Referring once again to his dance-floor process, Diaz-Maroto says physically walking through the steps of “complexity thinking” helps leaders conceptualize this interaction between process, structure, and culture. “I call it dancing because it involves connecting all these dots, and it’s a kind of dance.”
Thanks to Diaz-Maroto’s extensive experience training leaders in so many different countries, he has also learned the importance of tailoring his curriculum to the learning style of his students.

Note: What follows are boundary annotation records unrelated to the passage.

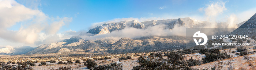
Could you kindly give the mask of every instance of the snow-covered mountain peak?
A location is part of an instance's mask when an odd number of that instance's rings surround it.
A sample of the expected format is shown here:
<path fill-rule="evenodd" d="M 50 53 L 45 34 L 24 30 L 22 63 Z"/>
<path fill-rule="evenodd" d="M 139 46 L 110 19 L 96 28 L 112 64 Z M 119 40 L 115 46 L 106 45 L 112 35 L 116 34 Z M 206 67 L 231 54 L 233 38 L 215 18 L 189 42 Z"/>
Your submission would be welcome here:
<path fill-rule="evenodd" d="M 0 49 L 0 53 L 6 54 L 13 53 L 12 52 L 14 50 L 14 49 L 11 47 L 7 47 Z"/>

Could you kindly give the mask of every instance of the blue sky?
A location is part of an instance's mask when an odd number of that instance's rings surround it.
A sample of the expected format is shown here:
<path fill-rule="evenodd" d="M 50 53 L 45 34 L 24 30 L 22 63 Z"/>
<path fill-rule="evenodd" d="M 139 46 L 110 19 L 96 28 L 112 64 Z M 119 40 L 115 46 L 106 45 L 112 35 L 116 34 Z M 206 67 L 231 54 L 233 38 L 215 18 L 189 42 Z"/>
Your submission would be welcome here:
<path fill-rule="evenodd" d="M 198 9 L 215 2 L 208 0 L 41 0 L 38 8 L 50 17 L 72 17 L 68 25 L 61 30 L 88 30 L 94 22 L 116 18 L 182 18 L 203 16 Z M 222 15 L 237 14 L 256 7 L 255 0 L 218 1 L 225 2 L 228 9 Z M 22 2 L 19 2 L 22 4 Z M 23 4 L 25 5 L 25 4 Z M 163 7 L 163 9 L 159 9 Z M 185 16 L 186 15 L 187 16 Z M 176 16 L 183 16 L 181 17 Z"/>
<path fill-rule="evenodd" d="M 246 20 L 256 0 L 0 0 L 0 47 L 37 47 L 109 22 L 190 17 L 213 23 Z M 10 21 L 11 20 L 11 21 Z"/>

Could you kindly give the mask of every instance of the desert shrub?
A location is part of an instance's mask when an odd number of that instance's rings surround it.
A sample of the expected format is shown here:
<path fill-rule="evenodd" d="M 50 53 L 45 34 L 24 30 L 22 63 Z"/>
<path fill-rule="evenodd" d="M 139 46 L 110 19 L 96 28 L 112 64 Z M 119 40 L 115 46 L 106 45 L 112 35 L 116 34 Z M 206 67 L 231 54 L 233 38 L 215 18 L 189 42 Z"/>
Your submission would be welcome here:
<path fill-rule="evenodd" d="M 252 36 L 252 37 L 251 37 L 251 38 L 252 38 L 252 39 L 254 39 L 255 38 L 255 36 Z"/>
<path fill-rule="evenodd" d="M 76 63 L 80 63 L 80 60 L 76 60 Z"/>
<path fill-rule="evenodd" d="M 240 46 L 237 47 L 237 52 L 244 52 L 247 51 L 247 49 L 244 46 Z"/>
<path fill-rule="evenodd" d="M 205 49 L 205 47 L 204 47 L 204 45 L 198 45 L 195 46 L 194 47 L 194 49 Z"/>
<path fill-rule="evenodd" d="M 202 59 L 203 62 L 204 63 L 231 58 L 230 55 L 227 54 L 226 53 L 221 53 L 217 54 L 207 52 L 205 54 L 206 57 Z"/>
<path fill-rule="evenodd" d="M 25 64 L 25 63 L 24 63 Z M 0 64 L 0 66 L 2 67 L 0 68 L 0 70 L 32 70 L 33 68 L 29 65 L 10 65 L 4 63 Z"/>
<path fill-rule="evenodd" d="M 140 55 L 139 54 L 134 54 L 134 55 L 133 55 L 133 56 L 134 57 L 136 57 L 136 56 L 139 56 L 139 55 Z"/>
<path fill-rule="evenodd" d="M 111 59 L 111 57 L 106 57 L 104 58 L 104 59 Z"/>
<path fill-rule="evenodd" d="M 126 58 L 128 59 L 132 59 L 132 57 L 129 55 L 127 55 L 126 56 Z"/>
<path fill-rule="evenodd" d="M 66 63 L 66 64 L 73 64 L 73 62 L 72 62 L 72 60 L 67 60 L 67 63 Z"/>
<path fill-rule="evenodd" d="M 162 54 L 160 53 L 158 53 L 156 54 L 155 54 L 154 55 L 154 56 L 156 57 L 163 57 L 163 55 L 162 55 Z"/>
<path fill-rule="evenodd" d="M 191 57 L 190 59 L 187 60 L 188 62 L 188 66 L 192 66 L 197 65 L 200 65 L 202 64 L 202 61 L 192 59 Z"/>
<path fill-rule="evenodd" d="M 93 59 L 95 59 L 95 60 L 96 60 L 96 61 L 98 61 L 98 58 L 93 58 Z"/>
<path fill-rule="evenodd" d="M 207 42 L 207 48 L 211 48 L 213 46 L 214 46 L 213 45 L 212 45 L 212 44 L 215 43 L 215 41 L 213 41 L 211 40 L 208 40 L 208 41 Z"/>
<path fill-rule="evenodd" d="M 0 63 L 5 63 L 5 62 L 4 62 L 4 61 L 1 61 L 1 62 L 0 62 Z"/>
<path fill-rule="evenodd" d="M 234 52 L 234 51 L 232 51 L 232 52 L 231 52 L 231 53 L 236 53 L 236 52 Z"/>
<path fill-rule="evenodd" d="M 8 70 L 12 68 L 12 66 L 11 65 L 5 63 L 0 63 L 0 66 L 2 67 L 1 68 L 0 68 L 0 70 Z"/>
<path fill-rule="evenodd" d="M 45 61 L 43 61 L 42 62 L 41 62 L 41 64 L 43 65 L 46 65 L 46 62 Z"/>
<path fill-rule="evenodd" d="M 132 70 L 164 70 L 170 68 L 170 66 L 166 61 L 162 57 L 154 58 L 141 56 L 138 61 L 140 65 L 133 67 Z"/>
<path fill-rule="evenodd" d="M 170 52 L 167 56 L 167 57 L 171 61 L 176 61 L 177 60 L 182 60 L 184 57 L 180 53 L 175 52 Z"/>
<path fill-rule="evenodd" d="M 127 60 L 127 59 L 126 59 L 126 58 L 125 57 L 121 57 L 118 58 L 118 60 L 119 60 L 119 61 L 121 61 L 123 60 Z"/>
<path fill-rule="evenodd" d="M 247 40 L 247 39 L 246 39 L 245 38 L 242 38 L 242 40 L 243 41 L 246 41 L 246 40 Z"/>
<path fill-rule="evenodd" d="M 200 53 L 202 54 L 205 54 L 206 52 L 215 53 L 216 54 L 218 54 L 221 53 L 219 49 L 200 49 Z"/>
<path fill-rule="evenodd" d="M 18 65 L 24 65 L 24 66 L 27 66 L 28 65 L 30 65 L 31 66 L 35 66 L 35 65 L 33 63 L 31 62 L 30 61 L 27 61 L 26 62 L 19 62 L 19 63 L 18 63 Z"/>
<path fill-rule="evenodd" d="M 217 61 L 218 58 L 217 54 L 216 53 L 206 52 L 205 54 L 206 57 L 202 59 L 203 62 L 204 63 Z"/>
<path fill-rule="evenodd" d="M 206 52 L 208 52 L 208 49 L 201 49 L 200 50 L 200 53 L 202 54 L 204 54 Z"/>
<path fill-rule="evenodd" d="M 248 40 L 246 41 L 247 41 L 247 43 L 250 43 L 250 42 L 251 42 L 251 40 Z"/>
<path fill-rule="evenodd" d="M 103 60 L 104 59 L 104 58 L 98 58 L 98 60 Z"/>
<path fill-rule="evenodd" d="M 95 61 L 91 60 L 91 59 L 87 59 L 86 62 L 87 62 L 87 63 L 84 63 L 84 65 L 86 66 L 87 68 L 90 69 L 90 70 L 93 69 L 93 67 L 97 65 L 97 63 L 95 62 Z"/>
<path fill-rule="evenodd" d="M 63 62 L 61 61 L 59 61 L 58 62 L 58 63 L 57 63 L 57 64 L 63 64 Z"/>
<path fill-rule="evenodd" d="M 56 61 L 54 60 L 51 60 L 50 61 L 50 63 L 53 63 L 56 62 Z"/>
<path fill-rule="evenodd" d="M 155 55 L 155 53 L 150 53 L 150 54 L 149 54 L 149 55 L 151 55 L 151 56 L 154 56 Z"/>
<path fill-rule="evenodd" d="M 85 61 L 87 61 L 87 59 L 83 59 L 83 61 L 84 62 L 85 62 Z"/>
<path fill-rule="evenodd" d="M 65 66 L 64 67 L 59 67 L 59 69 L 54 69 L 55 70 L 73 70 L 72 69 L 72 68 L 71 67 L 71 66 L 69 67 L 67 67 Z"/>
<path fill-rule="evenodd" d="M 93 70 L 123 70 L 123 66 L 121 63 L 117 63 L 116 62 L 111 63 L 109 64 L 96 65 L 93 67 Z"/>
<path fill-rule="evenodd" d="M 140 65 L 133 67 L 132 70 L 188 70 L 187 62 L 179 59 L 170 61 L 170 59 L 162 57 L 154 57 L 141 56 L 138 58 Z"/>
<path fill-rule="evenodd" d="M 245 59 L 248 59 L 248 58 L 248 58 L 248 56 L 247 56 L 247 55 L 245 55 L 245 56 L 244 56 L 244 58 Z"/>
<path fill-rule="evenodd" d="M 236 46 L 234 45 L 233 45 L 233 46 L 231 46 L 231 45 L 226 46 L 226 45 L 225 45 L 225 46 L 222 46 L 222 49 L 226 49 L 233 48 L 236 48 Z"/>
<path fill-rule="evenodd" d="M 243 56 L 247 54 L 248 54 L 248 53 L 246 52 L 243 52 L 239 53 L 239 55 L 240 56 Z"/>

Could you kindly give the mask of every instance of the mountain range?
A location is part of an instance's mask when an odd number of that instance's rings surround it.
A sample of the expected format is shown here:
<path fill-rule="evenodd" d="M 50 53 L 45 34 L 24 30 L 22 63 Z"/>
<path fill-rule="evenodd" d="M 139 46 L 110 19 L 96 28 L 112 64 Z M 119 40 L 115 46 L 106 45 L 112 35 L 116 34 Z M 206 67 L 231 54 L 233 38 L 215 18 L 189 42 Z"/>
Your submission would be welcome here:
<path fill-rule="evenodd" d="M 233 34 L 248 35 L 249 37 L 256 35 L 256 13 L 230 33 Z"/>
<path fill-rule="evenodd" d="M 245 22 L 245 24 L 246 23 L 249 22 L 248 21 L 238 24 L 237 26 L 244 26 L 242 24 Z M 94 36 L 127 28 L 133 28 L 143 30 L 157 25 L 163 25 L 163 29 L 170 30 L 174 28 L 175 25 L 184 26 L 186 28 L 201 28 L 208 23 L 209 22 L 207 21 L 199 21 L 190 17 L 143 22 L 136 20 L 124 21 L 99 25 L 90 29 L 86 33 L 91 34 L 93 35 L 91 36 Z M 182 48 L 189 42 L 185 37 L 179 36 L 149 36 L 134 38 L 123 37 L 119 40 L 112 39 L 85 40 L 81 37 L 86 35 L 84 34 L 81 33 L 78 36 L 73 36 L 69 39 L 61 41 L 43 44 L 35 49 L 29 49 L 33 50 L 27 50 L 27 52 L 25 51 L 19 53 L 32 54 L 76 51 L 91 53 L 138 52 Z M 19 52 L 17 50 L 18 49 L 6 48 L 2 49 L 0 49 L 0 52 L 7 54 L 15 54 L 17 53 L 16 52 Z"/>

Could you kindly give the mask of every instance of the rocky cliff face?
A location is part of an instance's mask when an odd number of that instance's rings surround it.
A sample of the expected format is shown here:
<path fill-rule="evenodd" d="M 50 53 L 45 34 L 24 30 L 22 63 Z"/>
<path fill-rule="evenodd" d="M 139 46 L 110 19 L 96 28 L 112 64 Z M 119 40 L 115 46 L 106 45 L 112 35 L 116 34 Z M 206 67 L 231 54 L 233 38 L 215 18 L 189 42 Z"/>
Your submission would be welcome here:
<path fill-rule="evenodd" d="M 200 21 L 189 17 L 144 22 L 139 22 L 136 20 L 125 21 L 99 25 L 90 29 L 88 33 L 97 35 L 109 33 L 114 31 L 121 30 L 125 28 L 134 28 L 143 29 L 148 28 L 149 26 L 159 25 L 165 25 L 165 27 L 163 28 L 165 29 L 172 29 L 175 25 L 178 26 L 184 26 L 187 28 L 200 28 L 205 26 L 207 23 L 206 21 Z M 243 25 L 242 26 L 246 26 Z M 86 34 L 81 33 L 79 35 L 84 35 Z M 171 49 L 180 48 L 188 43 L 188 41 L 184 37 L 177 36 L 150 36 L 133 39 L 125 37 L 120 38 L 118 40 L 103 39 L 88 40 L 82 38 L 79 36 L 73 36 L 69 39 L 65 40 L 61 42 L 41 45 L 26 54 L 78 51 L 94 53 L 117 53 Z"/>
<path fill-rule="evenodd" d="M 230 33 L 233 34 L 256 35 L 256 13 L 245 23 Z"/>
<path fill-rule="evenodd" d="M 178 37 L 180 38 L 177 38 Z M 153 36 L 133 39 L 123 38 L 118 41 L 111 39 L 85 40 L 83 39 L 80 39 L 79 41 L 67 44 L 65 44 L 67 42 L 60 42 L 43 45 L 26 54 L 41 54 L 79 51 L 99 53 L 138 52 L 177 48 L 177 47 L 184 45 L 187 42 L 185 38 L 180 37 L 164 38 Z"/>
<path fill-rule="evenodd" d="M 94 34 L 104 34 L 110 33 L 114 30 L 121 30 L 126 28 L 143 29 L 146 28 L 148 26 L 160 24 L 166 25 L 166 27 L 165 27 L 166 29 L 172 29 L 176 24 L 178 26 L 185 26 L 189 28 L 192 28 L 196 27 L 197 25 L 203 24 L 204 24 L 203 21 L 189 17 L 159 20 L 154 20 L 141 22 L 134 20 L 104 24 L 90 29 L 88 33 Z"/>

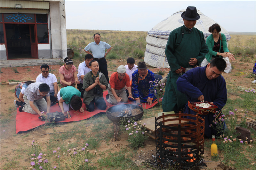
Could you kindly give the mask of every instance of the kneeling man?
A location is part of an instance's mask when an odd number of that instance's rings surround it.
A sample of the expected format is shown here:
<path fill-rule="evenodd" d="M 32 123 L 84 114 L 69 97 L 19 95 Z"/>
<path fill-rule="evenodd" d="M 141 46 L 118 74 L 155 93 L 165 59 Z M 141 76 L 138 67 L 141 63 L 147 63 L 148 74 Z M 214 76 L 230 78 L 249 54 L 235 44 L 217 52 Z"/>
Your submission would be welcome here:
<path fill-rule="evenodd" d="M 138 65 L 138 70 L 132 75 L 132 93 L 137 103 L 151 105 L 157 99 L 155 74 L 147 69 L 145 62 L 139 62 Z"/>
<path fill-rule="evenodd" d="M 32 114 L 38 114 L 40 116 L 44 115 L 50 112 L 51 106 L 49 92 L 50 88 L 46 83 L 41 82 L 33 83 L 28 85 L 25 90 L 23 99 L 26 103 L 23 107 L 20 108 L 22 111 Z M 43 97 L 46 97 L 47 102 Z"/>
<path fill-rule="evenodd" d="M 130 78 L 126 72 L 125 67 L 121 65 L 117 68 L 117 71 L 111 75 L 108 86 L 109 98 L 107 100 L 110 104 L 116 105 L 121 101 L 126 103 L 128 101 L 128 98 L 134 99 L 132 96 Z M 125 91 L 125 85 L 129 94 L 128 97 Z"/>
<path fill-rule="evenodd" d="M 107 107 L 103 98 L 103 90 L 107 89 L 108 81 L 104 74 L 99 71 L 99 63 L 95 60 L 89 63 L 92 70 L 84 77 L 83 88 L 85 91 L 84 93 L 84 103 L 86 110 L 89 112 L 94 110 L 94 104 L 100 110 Z"/>

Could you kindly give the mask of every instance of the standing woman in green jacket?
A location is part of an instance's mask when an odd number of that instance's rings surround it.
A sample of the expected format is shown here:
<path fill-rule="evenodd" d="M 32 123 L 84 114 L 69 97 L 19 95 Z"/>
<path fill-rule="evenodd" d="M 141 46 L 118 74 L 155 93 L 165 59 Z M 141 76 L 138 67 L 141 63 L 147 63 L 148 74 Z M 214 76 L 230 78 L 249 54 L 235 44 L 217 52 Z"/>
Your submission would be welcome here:
<path fill-rule="evenodd" d="M 218 24 L 214 24 L 209 27 L 208 31 L 212 34 L 206 40 L 209 52 L 200 65 L 201 67 L 205 66 L 216 57 L 228 57 L 231 60 L 235 60 L 234 55 L 229 53 L 228 49 L 226 36 L 224 34 L 220 33 L 221 30 L 220 27 Z M 224 52 L 220 52 L 221 45 L 223 46 Z"/>

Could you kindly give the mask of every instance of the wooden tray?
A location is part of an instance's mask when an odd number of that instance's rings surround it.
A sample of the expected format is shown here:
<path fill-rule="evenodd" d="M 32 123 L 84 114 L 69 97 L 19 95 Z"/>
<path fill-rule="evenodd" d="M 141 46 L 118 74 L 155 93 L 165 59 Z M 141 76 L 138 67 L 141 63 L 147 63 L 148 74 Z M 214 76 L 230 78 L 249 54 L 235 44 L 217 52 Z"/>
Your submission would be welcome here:
<path fill-rule="evenodd" d="M 198 106 L 196 106 L 196 104 L 197 103 L 202 103 L 202 102 L 194 102 L 193 104 L 191 104 L 189 101 L 188 102 L 188 105 L 190 109 L 200 115 L 206 115 L 210 112 L 215 113 L 216 112 L 216 109 L 218 108 L 218 106 L 213 104 L 212 105 L 212 107 L 208 108 L 199 108 Z"/>

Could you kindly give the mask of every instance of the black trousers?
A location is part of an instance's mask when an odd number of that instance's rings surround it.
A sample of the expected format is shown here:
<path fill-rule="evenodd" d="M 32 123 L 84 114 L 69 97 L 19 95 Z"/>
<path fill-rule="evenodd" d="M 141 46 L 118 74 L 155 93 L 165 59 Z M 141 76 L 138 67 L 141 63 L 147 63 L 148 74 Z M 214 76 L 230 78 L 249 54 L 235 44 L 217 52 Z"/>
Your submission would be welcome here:
<path fill-rule="evenodd" d="M 107 64 L 107 60 L 105 57 L 101 58 L 100 59 L 95 58 L 97 61 L 99 62 L 99 71 L 104 74 L 106 78 L 108 83 L 109 81 L 108 79 L 108 64 Z"/>
<path fill-rule="evenodd" d="M 81 98 L 84 98 L 84 89 L 83 88 L 83 84 L 77 84 L 77 89 L 81 93 Z"/>
<path fill-rule="evenodd" d="M 95 101 L 95 98 L 93 99 L 92 101 L 91 102 L 89 105 L 85 105 L 86 106 L 86 109 L 89 112 L 92 112 L 94 110 L 94 103 L 96 106 L 100 110 L 105 110 L 107 108 L 107 105 L 104 99 L 102 98 L 100 99 L 99 99 L 97 102 Z"/>

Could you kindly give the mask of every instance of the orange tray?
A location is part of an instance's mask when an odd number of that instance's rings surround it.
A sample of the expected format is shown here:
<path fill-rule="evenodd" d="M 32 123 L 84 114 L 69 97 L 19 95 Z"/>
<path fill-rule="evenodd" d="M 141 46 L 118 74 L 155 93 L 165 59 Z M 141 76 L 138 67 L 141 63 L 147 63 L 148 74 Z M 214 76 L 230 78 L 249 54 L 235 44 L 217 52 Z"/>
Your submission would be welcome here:
<path fill-rule="evenodd" d="M 213 104 L 212 105 L 212 107 L 208 108 L 199 108 L 199 107 L 196 106 L 196 104 L 202 103 L 203 102 L 194 102 L 192 104 L 188 101 L 188 105 L 191 109 L 198 113 L 199 115 L 206 115 L 209 112 L 215 113 L 216 112 L 216 109 L 218 108 L 218 107 Z"/>

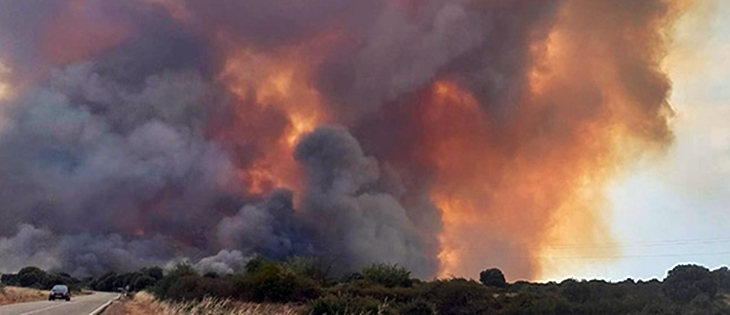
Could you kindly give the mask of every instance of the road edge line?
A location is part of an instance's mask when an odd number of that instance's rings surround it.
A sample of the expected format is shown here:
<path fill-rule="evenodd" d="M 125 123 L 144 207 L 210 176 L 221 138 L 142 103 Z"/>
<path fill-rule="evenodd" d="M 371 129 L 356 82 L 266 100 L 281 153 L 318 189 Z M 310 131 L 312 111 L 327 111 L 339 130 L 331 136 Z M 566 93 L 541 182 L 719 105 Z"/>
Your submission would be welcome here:
<path fill-rule="evenodd" d="M 104 311 L 104 310 L 105 310 L 105 309 L 106 309 L 107 307 L 109 307 L 109 305 L 111 305 L 111 304 L 112 304 L 112 302 L 114 302 L 114 300 L 117 300 L 117 299 L 119 299 L 119 297 L 120 297 L 120 296 L 119 296 L 119 295 L 117 295 L 117 296 L 116 296 L 115 298 L 113 298 L 113 299 L 111 299 L 111 300 L 107 301 L 106 303 L 102 304 L 102 305 L 101 305 L 101 306 L 99 306 L 99 307 L 98 307 L 97 309 L 95 309 L 95 310 L 94 310 L 93 312 L 89 313 L 89 315 L 99 315 L 99 314 L 101 314 L 101 312 L 103 312 L 103 311 Z"/>

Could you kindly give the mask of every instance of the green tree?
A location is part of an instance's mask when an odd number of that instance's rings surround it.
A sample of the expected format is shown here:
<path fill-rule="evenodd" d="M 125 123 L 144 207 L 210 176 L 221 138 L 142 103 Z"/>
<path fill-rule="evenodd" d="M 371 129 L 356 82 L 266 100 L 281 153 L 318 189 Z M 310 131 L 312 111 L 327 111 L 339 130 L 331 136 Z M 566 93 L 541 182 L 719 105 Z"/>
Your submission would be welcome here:
<path fill-rule="evenodd" d="M 507 281 L 504 279 L 504 274 L 502 273 L 502 270 L 499 270 L 497 268 L 490 268 L 480 272 L 479 282 L 490 287 L 507 287 Z"/>
<path fill-rule="evenodd" d="M 664 294 L 678 303 L 688 303 L 699 294 L 713 298 L 717 294 L 717 283 L 710 270 L 697 265 L 679 265 L 667 273 L 663 286 Z"/>
<path fill-rule="evenodd" d="M 411 272 L 397 264 L 372 264 L 365 267 L 361 274 L 365 281 L 380 284 L 386 288 L 413 285 Z"/>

“Not every brain works the same way — some people want to have an overview, they enjoy seeing things from space, while other people really enjoy the details,” he says. “They want tools, blueprints, a recipe to follow that will work always.”
For those leaders, he says, it’s important to help them step back and see the importance of on-the-spot flexibility. “If you really want to be a great leader, you need to get skilled at using tools, but first you have to have the ability to think creatively about what tool is best for what task,” he says. “I tell them, ‘If I tell you to use a hammer, then all you can do is hit nails. So I’ll show you the toolbox, but I won’t tell you whether to use a hammer or a saw.’”
You can find numerous videos of his international speaking engagements online, but to really grasp Diaz-Maroto’s ideas and put them into practice, try to experience his dance floor for yourself.